Parsing query parameters

PostgreSQL protocol has two ways to send queries to the database: using the simple query method with the parameters included in the query text, and the extended protocol which sends parameters separately to prevent SQL injection attacks and allow for query re-use (prepared statements).

The extended protocol is widely used, so queries your plugins will see will typically look like this:

SELECT * FROM users WHERE id = $1

If your plugin is sharding requests based on a hash (or some other function) of the "users"."id" column, you need to see the value of $1 before your plugin can make a decision.
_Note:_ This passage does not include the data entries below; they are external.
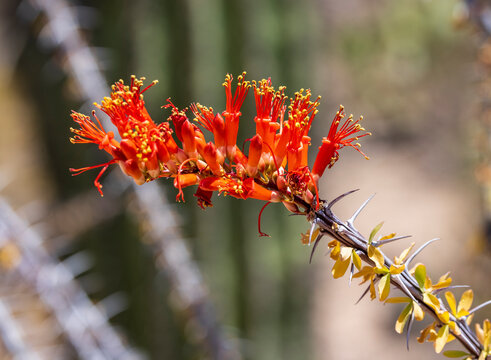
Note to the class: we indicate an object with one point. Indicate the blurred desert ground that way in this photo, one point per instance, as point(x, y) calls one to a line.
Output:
point(401, 64)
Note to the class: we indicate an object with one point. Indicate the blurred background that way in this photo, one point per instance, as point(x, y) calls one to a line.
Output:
point(135, 275)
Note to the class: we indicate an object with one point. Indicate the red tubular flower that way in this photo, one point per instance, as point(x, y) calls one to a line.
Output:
point(255, 151)
point(337, 139)
point(274, 170)
point(269, 108)
point(213, 160)
point(232, 110)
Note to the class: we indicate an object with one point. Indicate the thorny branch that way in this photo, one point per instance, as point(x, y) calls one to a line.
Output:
point(347, 235)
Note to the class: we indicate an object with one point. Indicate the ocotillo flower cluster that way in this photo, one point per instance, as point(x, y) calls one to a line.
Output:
point(275, 169)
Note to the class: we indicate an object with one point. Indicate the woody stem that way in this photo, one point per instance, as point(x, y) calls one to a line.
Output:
point(347, 235)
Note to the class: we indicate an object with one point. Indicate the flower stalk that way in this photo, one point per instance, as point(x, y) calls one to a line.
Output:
point(276, 169)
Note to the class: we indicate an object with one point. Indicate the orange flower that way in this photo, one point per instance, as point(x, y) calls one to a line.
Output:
point(337, 139)
point(274, 170)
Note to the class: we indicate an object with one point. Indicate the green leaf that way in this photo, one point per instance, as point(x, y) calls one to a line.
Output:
point(374, 232)
point(420, 275)
point(455, 353)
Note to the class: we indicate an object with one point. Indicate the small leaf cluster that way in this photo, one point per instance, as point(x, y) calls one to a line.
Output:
point(366, 260)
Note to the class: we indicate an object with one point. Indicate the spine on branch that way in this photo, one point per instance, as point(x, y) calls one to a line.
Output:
point(365, 259)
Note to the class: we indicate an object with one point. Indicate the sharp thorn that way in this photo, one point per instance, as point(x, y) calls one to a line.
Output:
point(319, 237)
point(340, 197)
point(366, 291)
point(352, 270)
point(352, 219)
point(380, 243)
point(408, 331)
point(411, 258)
point(479, 307)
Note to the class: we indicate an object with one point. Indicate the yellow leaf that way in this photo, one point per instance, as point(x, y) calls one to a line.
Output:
point(425, 332)
point(398, 300)
point(455, 329)
point(420, 275)
point(444, 316)
point(373, 295)
point(356, 260)
point(443, 282)
point(432, 301)
point(384, 287)
point(336, 249)
point(451, 302)
point(376, 256)
point(394, 270)
point(387, 237)
point(402, 319)
point(455, 353)
point(419, 314)
point(345, 252)
point(465, 303)
point(400, 259)
point(441, 338)
point(366, 272)
point(340, 267)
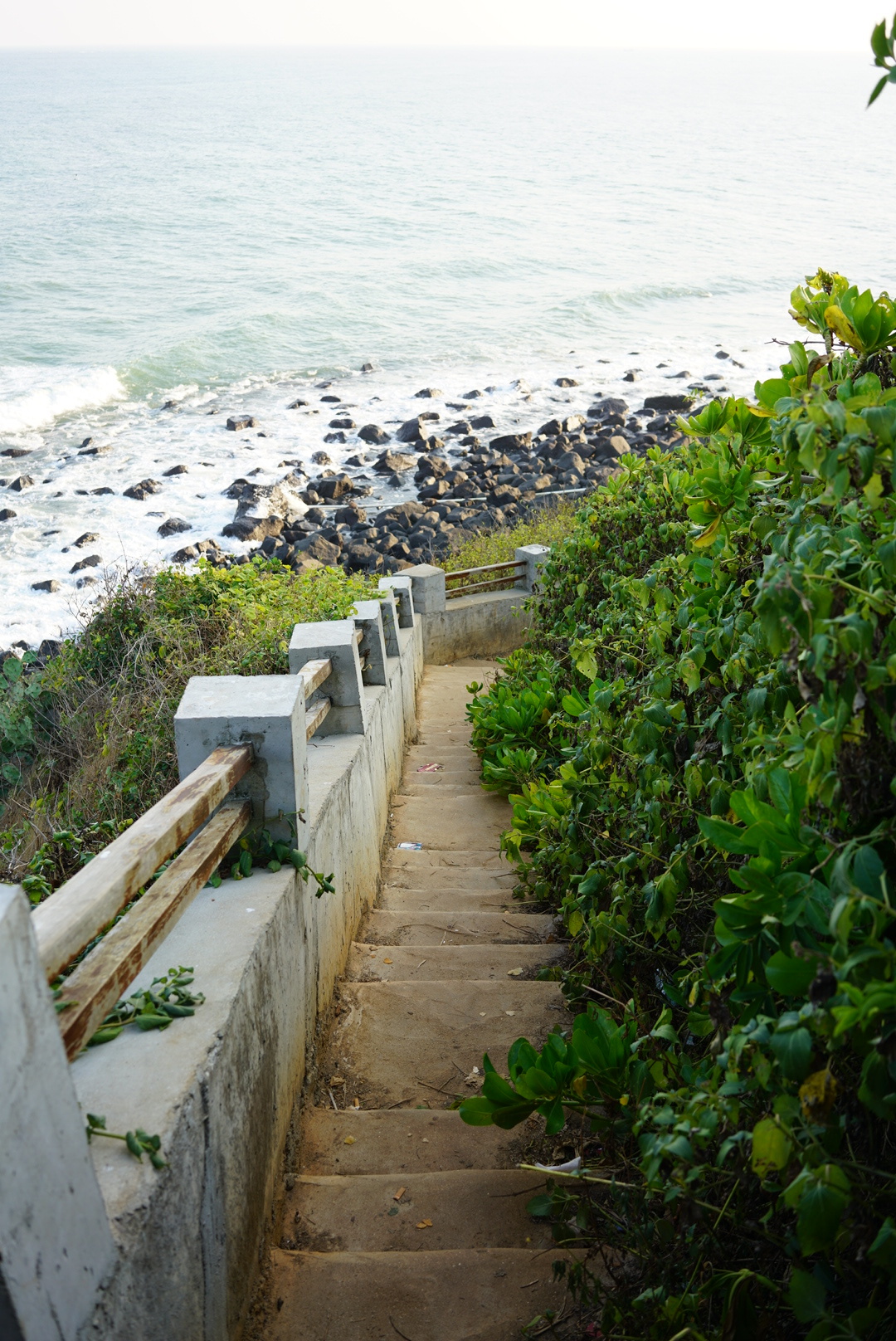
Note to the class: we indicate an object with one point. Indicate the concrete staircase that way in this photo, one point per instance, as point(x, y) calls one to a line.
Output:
point(409, 1223)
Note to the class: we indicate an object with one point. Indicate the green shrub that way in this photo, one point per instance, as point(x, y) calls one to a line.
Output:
point(89, 742)
point(699, 744)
pgDog supports parsing the extended protocol and provides the full query text and parameters to its plugins. You can access a specific parameter by calling Query::parameter:

if let Some(id) = query.parameter(0) {
  // Parse the parameter.
}

Note

PostgreSQL uses a lot of 1-based indexing, e.g. parameters and arrays start at 1. pgDog is more "rusty" and uses 0-based indexing. To access the first parameter in a query, index it by 0, not 1.

Parameters are encoded using PostgreSQL wire protocol, so they can be either UTF-8 text or binary. If they are text, which is often the case, you can access it like so:

if let Some(id) = id.as_str() {
  let id = id.parse::<i64>();
}

In the case of binary encoding, as_str() will return None and you can parse the binary encoding instead:

if let Ok(id) = id.as_bytes().try_into() {
  let id = i64::from_be_bytes(id);
}

While this may seem tedious at first, this provides the highest flexibility for parsing parameters. A plugin can use any kind of field for routing, e.g. cosine similarity of a vector column (to another), which requires parsing vector-encoded fields.

Note

As the project evolves, I expect we'll add more helpers to the pgdog-plugin crate to help parse parameters automatically.

SQL parsers

Parsing SQL manually can be error-prone, and there are multiple great SQL parsers you can pick off the shelf. The pgdog-routing plugin which ships with pgDog uses pg_query.rs, which in turn uses the internal PostgreSQL query parser. This ensures all valid PostgreSQL queries are recognized and parsed correctly.

Other SQL parsers in the Rust community include sqlparser which can parse many dialects, including other databases like MySQL, if you wanted to rewrite MySQL queries to PostgreSQL queries transparently for example.

Handling errors

Since plugins use the C ABI, pgDog is not able to catch panics inside plugins. Therefore, if a plugin panics, this will cause an abort and shutdown the pooler.

The vast majority of the Rust standard library and crates avoid panicking and return errors instead. Plugin code must check for error conditions and handle them internally. Notably, don't use unwrap() on Option or Result types and handle each case instead.

Note

Better error handling is on the roadmap, e.g. by using macros that wrap plugin code into a panic handler. That being said, since plugins do expose extern "C" functions, this limitation should be explicitely stated to plugin authors.

Learn more

pgDog plugins are in their infancy and many more features will be added over time. For now, the API is pretty bare bones but can already do useful things. Our bundled plugin we use for routing is called pgdog-routing and it can be used as the basis for your plugin development.